They jokes
Why do Americans suck at chess? Because they lost two towers.
So, Little Johnny's teacher is warned at the beginning of the school year not to ever make a bet with Johnny unless she is absolutely sure she will win it. One day in class, Johnny raises his hand and says, "Teacher, I'll bet you $50 I can guess what color your underwear is." She replies, "Okay, meet me after class and we'll settle it." But before class ends, she goes to the restroom and removes her panties. After class is over and the students clear out, Johnny makes his guess. "Blue." "Nope. You got it wrong," she says as she lifts her skirt to reveal she isn't wearing any underwear. "Well, come with me out to my dad's car, he's waiting for me, and I'll get you the money." She follows him out. When they get to the car, she informs his dad that he got the bet wrong and that she showed Johnny that she wasn't wearing any underwear. His dad exclaims: "That mother fucker! He bet me $100 this morning that he'd see your pussy before the end of the day!"
Japanese people are so cool and organized, they have their own ways of suicide.
Why were the Twin Towers mad? Because when they spawned in a Minecraft world, all they got was plains.
What did the orphan say to his parents? Nothing, cause they left him.
Q: Who are the fastest readers? A: Twin Tower victims, they got 80 stories in ten seconds.
Ever tried Ethiopian food? No? Neither have they.
Why were the Twin Towers mad? Because they ordered pepperoni but instead they got... Plane.
Remember kids if ur ever mad beat up an orphan what are they gonna do call their mom??

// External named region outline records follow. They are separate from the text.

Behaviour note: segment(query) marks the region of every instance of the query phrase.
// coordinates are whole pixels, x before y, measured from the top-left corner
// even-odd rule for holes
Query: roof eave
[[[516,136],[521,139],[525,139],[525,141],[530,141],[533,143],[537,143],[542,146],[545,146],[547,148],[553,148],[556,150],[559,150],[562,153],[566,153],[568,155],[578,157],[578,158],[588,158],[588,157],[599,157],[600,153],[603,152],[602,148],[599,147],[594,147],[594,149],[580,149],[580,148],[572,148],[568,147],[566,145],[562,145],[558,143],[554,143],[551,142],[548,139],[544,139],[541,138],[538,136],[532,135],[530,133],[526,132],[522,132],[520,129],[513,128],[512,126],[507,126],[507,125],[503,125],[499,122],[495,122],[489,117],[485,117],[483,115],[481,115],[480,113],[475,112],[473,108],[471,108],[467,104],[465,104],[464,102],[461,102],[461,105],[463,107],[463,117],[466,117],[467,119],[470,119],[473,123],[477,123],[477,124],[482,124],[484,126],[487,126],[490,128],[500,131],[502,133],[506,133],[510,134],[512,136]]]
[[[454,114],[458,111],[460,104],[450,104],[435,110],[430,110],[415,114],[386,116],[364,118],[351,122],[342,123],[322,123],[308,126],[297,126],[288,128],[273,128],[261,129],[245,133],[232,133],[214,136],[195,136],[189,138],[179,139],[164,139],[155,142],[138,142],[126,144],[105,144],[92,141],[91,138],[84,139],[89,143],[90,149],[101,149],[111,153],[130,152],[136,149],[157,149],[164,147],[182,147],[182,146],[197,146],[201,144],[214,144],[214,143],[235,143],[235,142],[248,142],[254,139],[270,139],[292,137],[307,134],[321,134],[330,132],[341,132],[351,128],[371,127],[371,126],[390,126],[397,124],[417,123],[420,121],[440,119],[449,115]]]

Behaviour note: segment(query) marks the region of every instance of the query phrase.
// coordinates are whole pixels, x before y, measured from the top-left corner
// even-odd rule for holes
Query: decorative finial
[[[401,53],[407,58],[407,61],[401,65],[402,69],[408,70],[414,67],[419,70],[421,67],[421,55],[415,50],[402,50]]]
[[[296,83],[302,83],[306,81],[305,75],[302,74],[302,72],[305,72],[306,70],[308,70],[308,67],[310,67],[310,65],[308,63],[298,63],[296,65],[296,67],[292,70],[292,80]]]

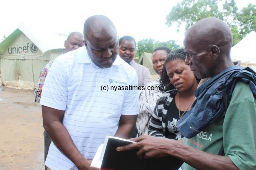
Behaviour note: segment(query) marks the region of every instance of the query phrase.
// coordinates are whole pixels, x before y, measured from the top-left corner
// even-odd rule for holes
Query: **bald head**
[[[186,33],[186,40],[202,47],[217,45],[228,57],[233,43],[230,28],[223,21],[214,17],[204,18],[194,24]]]
[[[111,67],[118,52],[116,30],[111,20],[103,15],[89,17],[84,22],[84,35],[93,62],[100,68]]]
[[[213,17],[201,20],[186,33],[185,63],[199,79],[212,77],[233,65],[230,58],[233,43],[230,29],[223,21]]]
[[[77,49],[84,46],[84,36],[79,32],[71,33],[64,42],[65,53]]]
[[[104,15],[93,15],[88,18],[84,25],[84,39],[93,36],[95,38],[100,37],[107,32],[116,30],[112,21]]]

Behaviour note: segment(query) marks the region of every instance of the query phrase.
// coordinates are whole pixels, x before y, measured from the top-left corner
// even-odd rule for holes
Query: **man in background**
[[[256,73],[234,65],[230,29],[211,17],[197,22],[183,41],[185,63],[200,79],[192,108],[177,122],[183,144],[143,136],[118,150],[139,149],[141,158],[171,156],[183,170],[256,169]]]
[[[139,86],[144,86],[151,82],[151,76],[148,68],[134,60],[136,51],[136,42],[133,37],[129,36],[122,37],[119,40],[119,55],[121,58],[131,65],[137,72]]]
[[[64,42],[64,47],[65,47],[64,53],[76,50],[79,48],[84,46],[84,36],[80,32],[73,32],[70,33],[67,37],[67,40]],[[38,81],[37,88],[35,89],[34,93],[35,97],[35,102],[38,101],[38,102],[40,102],[42,89],[44,83],[44,80],[48,74],[48,71],[54,61],[54,60],[52,60],[48,62],[42,69],[40,72],[39,81]],[[48,150],[49,150],[49,147],[52,142],[52,140],[50,136],[49,136],[49,134],[45,130],[44,131],[44,161],[45,162],[47,155],[48,154]],[[45,167],[45,170],[47,170],[46,166]]]

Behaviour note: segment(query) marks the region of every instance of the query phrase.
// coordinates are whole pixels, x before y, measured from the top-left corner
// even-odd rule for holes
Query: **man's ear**
[[[85,40],[83,40],[83,42],[84,42],[84,45],[85,45],[85,47],[87,48],[87,42],[86,42],[86,41]]]
[[[220,49],[218,46],[213,45],[211,47],[211,51],[212,55],[212,59],[216,60],[220,56]]]

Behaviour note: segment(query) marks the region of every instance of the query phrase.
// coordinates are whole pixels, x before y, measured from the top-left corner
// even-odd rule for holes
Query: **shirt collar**
[[[132,63],[133,62],[133,60],[131,61],[130,62],[128,62],[128,64],[130,65],[132,65]]]

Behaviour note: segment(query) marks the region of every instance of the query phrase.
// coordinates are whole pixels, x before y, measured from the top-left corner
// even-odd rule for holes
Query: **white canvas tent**
[[[240,60],[241,66],[249,66],[256,71],[256,54],[252,50],[256,47],[256,33],[252,31],[231,48],[231,57],[233,61]]]
[[[157,73],[153,68],[151,56],[152,54],[151,53],[143,52],[140,56],[138,63],[148,68],[151,75],[156,75]]]
[[[34,89],[42,68],[64,52],[65,37],[35,31],[21,24],[0,43],[3,85]]]

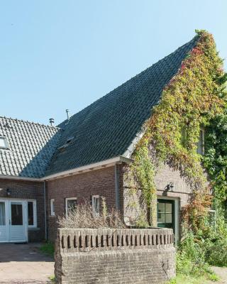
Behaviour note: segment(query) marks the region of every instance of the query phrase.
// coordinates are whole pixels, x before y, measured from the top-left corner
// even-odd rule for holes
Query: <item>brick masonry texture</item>
[[[126,165],[118,165],[119,205],[120,210],[123,214],[125,222],[133,219],[141,212],[140,192],[135,196],[129,197],[130,188],[125,183],[124,175]],[[179,200],[179,217],[181,222],[181,211],[189,200],[192,192],[190,186],[179,171],[175,171],[168,165],[163,165],[157,173],[155,182],[157,188],[158,196],[177,197]],[[172,192],[167,192],[166,186],[170,182],[173,182]],[[47,185],[47,208],[48,239],[54,241],[57,231],[57,218],[65,213],[65,199],[77,197],[77,203],[81,204],[85,200],[90,200],[91,195],[100,195],[106,197],[108,208],[116,206],[115,194],[115,170],[114,167],[105,168],[100,170],[82,173],[63,178],[48,181]],[[55,216],[50,216],[50,199],[55,199]],[[131,209],[128,206],[131,202],[136,206]],[[181,228],[179,227],[179,231]]]
[[[10,190],[10,197],[6,190]],[[45,239],[45,207],[43,182],[0,179],[0,198],[35,200],[37,207],[37,227],[28,229],[28,241],[36,241]]]
[[[56,237],[57,216],[65,213],[65,199],[77,197],[77,203],[89,201],[92,195],[106,197],[109,209],[114,207],[114,167],[90,171],[47,182],[48,239]],[[50,199],[55,200],[55,216],[50,215]]]
[[[122,169],[122,172],[126,172],[126,169]],[[128,192],[131,187],[126,182],[126,178],[123,173],[123,212],[126,222],[137,218],[141,212],[141,193],[138,192],[136,195],[131,196]],[[167,185],[172,182],[174,187],[172,191],[167,190]],[[155,183],[157,187],[157,195],[159,197],[175,197],[179,201],[179,235],[182,231],[182,207],[189,203],[192,189],[190,185],[187,182],[183,177],[181,177],[179,170],[173,170],[169,165],[162,165],[157,171],[155,177]],[[130,206],[130,203],[135,205],[133,208]]]
[[[73,242],[67,241],[72,238],[74,239],[77,234],[85,239],[86,236],[96,236],[101,239],[101,236],[108,234],[110,238],[115,234],[121,237],[119,244],[111,242],[109,246],[97,243],[94,247],[97,250],[91,249],[91,244],[83,241],[79,248],[77,244],[73,246]],[[175,275],[175,248],[172,244],[172,234],[171,229],[148,229],[148,230],[108,230],[78,229],[74,232],[72,229],[58,230],[57,238],[55,242],[55,273],[56,283],[57,284],[74,283],[164,283]],[[155,236],[155,240],[158,244],[148,241],[148,234],[151,237]],[[126,241],[127,235],[130,235],[130,239],[133,239],[133,244]],[[139,240],[142,235],[142,241],[135,243],[135,237]],[[62,236],[65,236],[62,241]],[[145,236],[145,240],[143,241]],[[167,237],[168,236],[168,237]],[[168,240],[168,241],[167,241]],[[77,244],[77,243],[76,243]],[[97,246],[98,245],[98,246]],[[74,251],[75,250],[84,250],[84,252]],[[85,248],[84,248],[85,246]],[[88,251],[84,251],[87,246]]]

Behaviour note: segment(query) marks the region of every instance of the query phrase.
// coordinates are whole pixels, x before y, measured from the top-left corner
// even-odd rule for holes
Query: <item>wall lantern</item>
[[[6,190],[6,195],[7,195],[7,196],[11,196],[11,192],[10,191],[9,188],[7,188],[7,190]]]
[[[167,185],[167,191],[171,190],[172,191],[172,189],[174,187],[173,183],[170,182]]]

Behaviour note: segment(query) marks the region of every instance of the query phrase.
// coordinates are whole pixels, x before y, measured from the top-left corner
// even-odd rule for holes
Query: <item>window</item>
[[[65,212],[66,214],[70,210],[74,211],[77,208],[77,200],[76,197],[66,198]]]
[[[65,150],[66,147],[67,147],[69,146],[69,144],[72,142],[73,138],[74,138],[74,136],[69,137],[67,139],[66,143],[64,145],[62,145],[62,146],[59,147],[58,150],[60,152],[63,152]]]
[[[8,149],[8,143],[6,137],[0,136],[0,149]]]
[[[175,201],[157,200],[157,226],[175,230]]]
[[[36,201],[28,201],[28,226],[37,226]]]
[[[93,213],[99,216],[99,196],[93,195],[92,196],[92,211]]]
[[[201,129],[199,131],[199,138],[197,143],[197,153],[204,155],[204,131]]]
[[[50,200],[50,215],[55,216],[55,200]]]
[[[0,226],[6,225],[5,202],[0,202]]]
[[[182,128],[182,136],[181,136],[181,142],[183,147],[186,148],[187,146],[187,131],[186,127]]]

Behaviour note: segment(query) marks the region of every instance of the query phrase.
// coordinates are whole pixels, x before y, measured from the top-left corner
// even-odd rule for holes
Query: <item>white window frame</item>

When deaf people see someone yawning, do they think they're screaming?
A guy was on trial for murder, and if convicted, would get the electric chair. His brother found out that a redneck was on the jury and figured he would be the one to bribe. He told the redneck that he would be paid $10,000 if he could convince the rest of the jury to reduce the charge to manslaughter.
The jury was out an entire week and returned with a verdict of manslaughter.

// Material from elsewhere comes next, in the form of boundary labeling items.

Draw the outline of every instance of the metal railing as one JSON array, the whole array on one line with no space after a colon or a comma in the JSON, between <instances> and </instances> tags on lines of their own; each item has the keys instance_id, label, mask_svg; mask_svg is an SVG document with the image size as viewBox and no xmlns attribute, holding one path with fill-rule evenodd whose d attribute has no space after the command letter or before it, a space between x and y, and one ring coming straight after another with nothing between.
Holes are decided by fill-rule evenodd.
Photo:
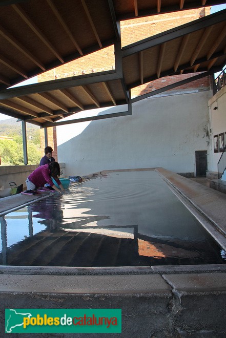
<instances>
[{"instance_id":1,"label":"metal railing","mask_svg":"<svg viewBox=\"0 0 226 338\"><path fill-rule=\"evenodd\" d=\"M218 178L221 178L224 170L226 169L226 145L223 149L223 153L220 156L217 163L217 171L218 172Z\"/></svg>"},{"instance_id":2,"label":"metal railing","mask_svg":"<svg viewBox=\"0 0 226 338\"><path fill-rule=\"evenodd\" d=\"M218 92L222 87L226 86L226 73L225 70L216 77L214 81L215 92Z\"/></svg>"}]
</instances>

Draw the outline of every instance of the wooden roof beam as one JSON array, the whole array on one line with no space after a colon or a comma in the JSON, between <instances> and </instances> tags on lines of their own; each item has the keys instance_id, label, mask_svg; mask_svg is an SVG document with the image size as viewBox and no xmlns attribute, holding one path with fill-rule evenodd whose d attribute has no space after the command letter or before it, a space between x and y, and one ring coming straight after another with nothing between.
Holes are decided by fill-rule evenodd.
<instances>
[{"instance_id":1,"label":"wooden roof beam","mask_svg":"<svg viewBox=\"0 0 226 338\"><path fill-rule=\"evenodd\" d=\"M77 99L70 93L67 89L60 89L59 91L63 94L67 98L71 101L72 103L74 103L75 105L80 108L81 110L84 110L83 104L81 103Z\"/></svg>"},{"instance_id":2,"label":"wooden roof beam","mask_svg":"<svg viewBox=\"0 0 226 338\"><path fill-rule=\"evenodd\" d=\"M213 65L214 65L215 62L217 61L218 58L218 57L216 57L215 59L213 59L212 60L211 60L211 61L210 62L210 63L209 64L208 66L207 67L207 69L208 70L210 70L210 69L211 68L212 68L212 67L213 66Z\"/></svg>"},{"instance_id":3,"label":"wooden roof beam","mask_svg":"<svg viewBox=\"0 0 226 338\"><path fill-rule=\"evenodd\" d=\"M111 89L109 88L109 85L108 84L107 82L102 82L103 86L105 87L105 89L106 91L106 92L108 93L111 100L112 101L113 103L114 103L114 105L116 105L116 101L115 101L115 99L114 97L114 96L112 93L112 91Z\"/></svg>"},{"instance_id":4,"label":"wooden roof beam","mask_svg":"<svg viewBox=\"0 0 226 338\"><path fill-rule=\"evenodd\" d=\"M198 54L199 54L200 50L202 48L210 34L211 33L212 29L213 26L212 26L206 28L203 34L201 36L201 38L197 45L196 48L191 59L191 66L192 66L194 64L195 60L198 57Z\"/></svg>"},{"instance_id":5,"label":"wooden roof beam","mask_svg":"<svg viewBox=\"0 0 226 338\"><path fill-rule=\"evenodd\" d=\"M158 62L157 66L157 76L158 78L160 77L160 74L161 74L161 70L162 66L164 54L166 50L166 43L162 44L162 45L160 45L160 52L158 57Z\"/></svg>"},{"instance_id":6,"label":"wooden roof beam","mask_svg":"<svg viewBox=\"0 0 226 338\"><path fill-rule=\"evenodd\" d=\"M76 41L74 37L74 36L71 32L70 29L68 27L68 25L63 18L62 16L61 16L60 14L59 13L58 9L56 8L55 5L53 3L53 2L52 0L46 0L47 3L49 4L49 6L51 8L52 11L53 12L54 14L55 14L55 16L56 17L59 23L60 24L61 26L63 27L64 29L68 34L68 36L69 37L70 39L71 39L71 41L72 42L73 44L75 46L75 48L77 49L78 51L78 53L80 54L80 55L83 55L83 51L81 50L80 47L79 47L78 44L77 42Z\"/></svg>"},{"instance_id":7,"label":"wooden roof beam","mask_svg":"<svg viewBox=\"0 0 226 338\"><path fill-rule=\"evenodd\" d=\"M175 61L174 63L174 72L176 72L176 71L177 70L177 68L178 68L179 65L180 64L182 56L184 52L184 50L186 48L187 45L188 44L188 42L189 39L189 36L190 36L189 34L188 34L187 35L184 35L183 37L181 44L180 45L179 50L177 53L176 61Z\"/></svg>"},{"instance_id":8,"label":"wooden roof beam","mask_svg":"<svg viewBox=\"0 0 226 338\"><path fill-rule=\"evenodd\" d=\"M35 100L31 99L28 96L20 96L19 97L17 97L16 98L17 100L20 100L22 102L25 102L26 103L28 103L29 104L30 104L32 107L35 107L38 109L40 109L42 111L47 113L47 114L49 114L50 115L54 115L53 111L48 107L47 107L46 105L44 105L44 104L42 104L40 102L37 102Z\"/></svg>"},{"instance_id":9,"label":"wooden roof beam","mask_svg":"<svg viewBox=\"0 0 226 338\"><path fill-rule=\"evenodd\" d=\"M183 9L184 3L184 0L180 0L180 9Z\"/></svg>"},{"instance_id":10,"label":"wooden roof beam","mask_svg":"<svg viewBox=\"0 0 226 338\"><path fill-rule=\"evenodd\" d=\"M137 0L133 0L133 2L134 3L135 16L138 16Z\"/></svg>"},{"instance_id":11,"label":"wooden roof beam","mask_svg":"<svg viewBox=\"0 0 226 338\"><path fill-rule=\"evenodd\" d=\"M85 93L91 99L91 100L95 104L96 104L96 107L98 107L98 108L100 108L100 104L98 101L96 99L96 98L95 97L95 96L92 94L91 91L87 88L86 86L81 86L80 88L82 89L83 92Z\"/></svg>"},{"instance_id":12,"label":"wooden roof beam","mask_svg":"<svg viewBox=\"0 0 226 338\"><path fill-rule=\"evenodd\" d=\"M46 68L42 62L35 56L33 55L26 47L17 40L3 27L0 26L0 35L8 41L15 48L30 59L34 64L38 66L42 70L46 70Z\"/></svg>"},{"instance_id":13,"label":"wooden roof beam","mask_svg":"<svg viewBox=\"0 0 226 338\"><path fill-rule=\"evenodd\" d=\"M33 23L30 18L28 15L25 13L24 10L19 6L19 5L12 5L12 7L16 12L16 13L20 16L22 19L27 24L30 28L34 32L34 33L39 37L39 38L46 45L48 48L52 52L52 53L63 64L64 60L62 56L57 52L56 48L53 47L52 44L48 41L48 39L45 36L44 34L41 32L38 27Z\"/></svg>"},{"instance_id":14,"label":"wooden roof beam","mask_svg":"<svg viewBox=\"0 0 226 338\"><path fill-rule=\"evenodd\" d=\"M95 25L93 23L93 19L92 19L91 16L90 15L90 13L89 11L87 6L86 4L86 1L85 0L81 0L81 4L83 5L83 8L84 9L85 12L87 16L90 25L91 26L92 29L93 30L93 32L97 40L99 47L100 48L102 48L103 46L102 45L101 42L98 35L97 32L96 31L96 27L95 27Z\"/></svg>"},{"instance_id":15,"label":"wooden roof beam","mask_svg":"<svg viewBox=\"0 0 226 338\"><path fill-rule=\"evenodd\" d=\"M198 65L196 65L195 66L195 67L194 67L194 71L195 72L195 73L196 72L197 72L197 70L198 68L199 67L200 65L200 64L198 64Z\"/></svg>"},{"instance_id":16,"label":"wooden roof beam","mask_svg":"<svg viewBox=\"0 0 226 338\"><path fill-rule=\"evenodd\" d=\"M161 0L157 0L157 12L161 12Z\"/></svg>"},{"instance_id":17,"label":"wooden roof beam","mask_svg":"<svg viewBox=\"0 0 226 338\"><path fill-rule=\"evenodd\" d=\"M23 76L23 77L25 77L25 78L27 78L28 77L26 72L23 69L15 65L14 62L9 61L8 59L6 58L6 57L5 57L5 56L3 56L3 55L0 55L0 62L5 66L6 66L7 67L10 68L10 69L12 69L13 71L15 72L17 74L19 74L20 75Z\"/></svg>"},{"instance_id":18,"label":"wooden roof beam","mask_svg":"<svg viewBox=\"0 0 226 338\"><path fill-rule=\"evenodd\" d=\"M68 109L67 107L49 94L47 94L46 93L39 93L38 95L40 95L40 96L43 97L46 100L47 100L51 103L55 104L55 105L56 105L58 108L62 109L64 112L66 112L66 113L69 112Z\"/></svg>"},{"instance_id":19,"label":"wooden roof beam","mask_svg":"<svg viewBox=\"0 0 226 338\"><path fill-rule=\"evenodd\" d=\"M139 52L139 70L140 73L140 83L143 84L143 52Z\"/></svg>"},{"instance_id":20,"label":"wooden roof beam","mask_svg":"<svg viewBox=\"0 0 226 338\"><path fill-rule=\"evenodd\" d=\"M212 55L214 53L216 49L217 48L218 46L220 45L222 40L226 36L226 25L224 26L223 29L222 30L220 33L219 34L218 38L216 40L215 43L212 46L211 48L209 51L209 53L207 55L207 59L209 60Z\"/></svg>"}]
</instances>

After the trial, the brother went to the redneck's house, told him what a great job he had done, and paid him the $10,000.
The redneck replied that it wasn't easy to convince the rest of the jury to change the charge to manslaughter. They all thought he was not guilty and wanted to let him go.
A brunette, a red-head, and a blonde are being chased by bandits. They are chased to the edge of a cliff and a genie appears.
"I will help you escape," says the genie, "say what you wish to turn into, and you will become that thing."
The brunette jumps off the cliff and says "Hawk." She turns into a hawk and flies away. The red-head says "Falcon." She turns into a falcon and flies away. Now the blonde is alone and the bandits are getting closer. She makes her decision and backs up, then runs toward the cliff. And...she trips and says "Crap."
The End
What does a phone and a grandma have in common? They both die.
What's the difference between them? If you shove something up your grandma's ass, she won't come back to life.
A couple were trying new things in the bedroom to spice up their marriage. The husband would blindfold the wife, put on a condom and she would guess the flavor. They did this one time a night.
The first night, she put the blindfold on and he put the condom on his dick and she tasted it, she immediately knew it was strawberry. The second night, the same thing happened except it was banana. The third night, she put the blindfold on and tasted his dick and said, "Eww it tastes like cheese and onions." The husband replied, "Hang on I haven't put the condom on yet."
Q: There were two tampons walking down the road the other day. Guess what they said to each other?
A: Nothing, 'cause they're both stuck-up cunts.
Women are like iPhones, you have to touch them all over before they respond. Men are like Blackberrys, rub one ball and everything moves!
I got fired from my job today at a banana factory. They said to throw away the bad ones, so I threw away the bent ones.
Stop making 9/11 jokes. They don't land so well.
China is as fake as bitches with plastic surgery, and they talk about body positivity.
How many emo kids does it take to screw in a bulb?
None, because they all cry in the dark.